Такова была холерная неделя в Грумице.

В семидневный срок умерло девять жителей замка: отец, Лили, Роза, Отто, моя горничная Нэтти, кухарка, кучер и двое конюхов. В деревне перемерло свыше восьмидесяти человек.

Этот перечень звучит так сухо, точно статистическая цифра в таблице, а на страницах романа, пожалуй, может показаться преувеличенной игрой фантазии автора. В сущности же здесь нет ни сухости, ни преувеличения: это одна холодная, осязаемая, печальная действительность. Не один Грумиц в нашей стране был так сильно опустошен холерой. В летописях многих соседних местечек и замков сохранились такие же эпизоды всеобщего бедствия. Так например, недалеко от городка Горн стоит замок Штоккерн; в семействе жившего там помещика перемерло с 9-го по 13-е августа 1866 г., — тотчас после ухода квартировавших в той местности прусских солдат, — четверо человек: двадцатилетний сын владельца, Рудольф, и его две сестры: Эмилия и Берта, дядя Кандид и пять человек прислуги.
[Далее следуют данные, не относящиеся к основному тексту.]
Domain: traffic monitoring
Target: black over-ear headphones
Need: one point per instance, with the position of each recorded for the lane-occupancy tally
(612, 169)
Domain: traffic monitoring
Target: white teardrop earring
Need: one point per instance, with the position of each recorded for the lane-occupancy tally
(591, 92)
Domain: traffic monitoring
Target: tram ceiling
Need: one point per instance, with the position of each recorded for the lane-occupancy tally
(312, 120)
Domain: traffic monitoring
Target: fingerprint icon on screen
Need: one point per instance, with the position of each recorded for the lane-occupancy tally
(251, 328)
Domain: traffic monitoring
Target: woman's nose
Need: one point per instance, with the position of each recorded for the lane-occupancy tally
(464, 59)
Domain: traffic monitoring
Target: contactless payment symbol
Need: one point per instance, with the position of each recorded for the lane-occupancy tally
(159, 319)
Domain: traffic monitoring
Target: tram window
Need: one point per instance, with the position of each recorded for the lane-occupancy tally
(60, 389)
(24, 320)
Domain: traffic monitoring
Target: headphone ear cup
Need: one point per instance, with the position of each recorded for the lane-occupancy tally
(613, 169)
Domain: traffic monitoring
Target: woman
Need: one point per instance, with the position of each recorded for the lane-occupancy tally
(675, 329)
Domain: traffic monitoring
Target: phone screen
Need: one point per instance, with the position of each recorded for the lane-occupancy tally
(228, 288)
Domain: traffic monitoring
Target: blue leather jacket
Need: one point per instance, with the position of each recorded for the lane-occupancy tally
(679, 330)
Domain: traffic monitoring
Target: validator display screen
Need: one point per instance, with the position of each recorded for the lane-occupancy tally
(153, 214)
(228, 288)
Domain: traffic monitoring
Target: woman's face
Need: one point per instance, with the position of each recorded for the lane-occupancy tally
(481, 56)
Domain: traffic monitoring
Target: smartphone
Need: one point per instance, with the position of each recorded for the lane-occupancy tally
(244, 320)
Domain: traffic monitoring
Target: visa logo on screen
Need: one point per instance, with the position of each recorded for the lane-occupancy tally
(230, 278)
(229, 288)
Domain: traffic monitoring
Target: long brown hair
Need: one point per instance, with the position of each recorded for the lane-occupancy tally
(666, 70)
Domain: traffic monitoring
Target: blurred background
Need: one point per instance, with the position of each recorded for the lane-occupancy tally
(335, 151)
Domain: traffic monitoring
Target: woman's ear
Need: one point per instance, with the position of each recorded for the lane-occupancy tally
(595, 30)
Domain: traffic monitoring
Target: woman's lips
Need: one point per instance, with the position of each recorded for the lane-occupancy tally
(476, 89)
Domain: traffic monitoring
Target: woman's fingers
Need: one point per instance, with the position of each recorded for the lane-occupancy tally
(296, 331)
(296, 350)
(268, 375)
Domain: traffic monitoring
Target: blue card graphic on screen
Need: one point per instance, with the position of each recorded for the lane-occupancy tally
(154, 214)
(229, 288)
Младшая дочь, Паулина фон-Энгельсгофен, уцелела и вышла впоследствии за некоего барона Зутнера; она также до сих пор не может без ужаса вспомнить холерной недели в Штоккерне.

На меня в то время нашло такое уныние, что я ожидала каждый час смерти себе и остальным своим близким.

Мой Фридрих, мой Рудольф! я оплакивала их уже заранее. Уже два месяца эпидемия свирепствовала в стране, и мы не рассчитывали больше избежать ее. Но и среди этой глубокой печали мне выпадали сладкие мгновенья. Это бывало со мною, когда я плакала горькими слезами на груди моего мужа. Как нежно высказывал он мне свое сочувствие, хотя и не пытался утешить меня в страшном горе! Каждый раз мое сердце согревалось его словами и мне дышалось легче. Нет, свет еще не так дурен — невольно думала я, — не все здесь одно горе и жестокость, потому что в мире живут сострадание и любовь… конечно, только в некоторых душах, не как всеобщий закон, не как норма для человеческого существования, но все-таки они встречаются. И так как эти два чувства горели в нас, услаждая даже это горькое время испытаний, как они живут во многих других сердцах, у большинства людей, так некогда они восторжествуют над всем и сделаются безусловным законом в человеческой семье: будущее принадлежите милосердию.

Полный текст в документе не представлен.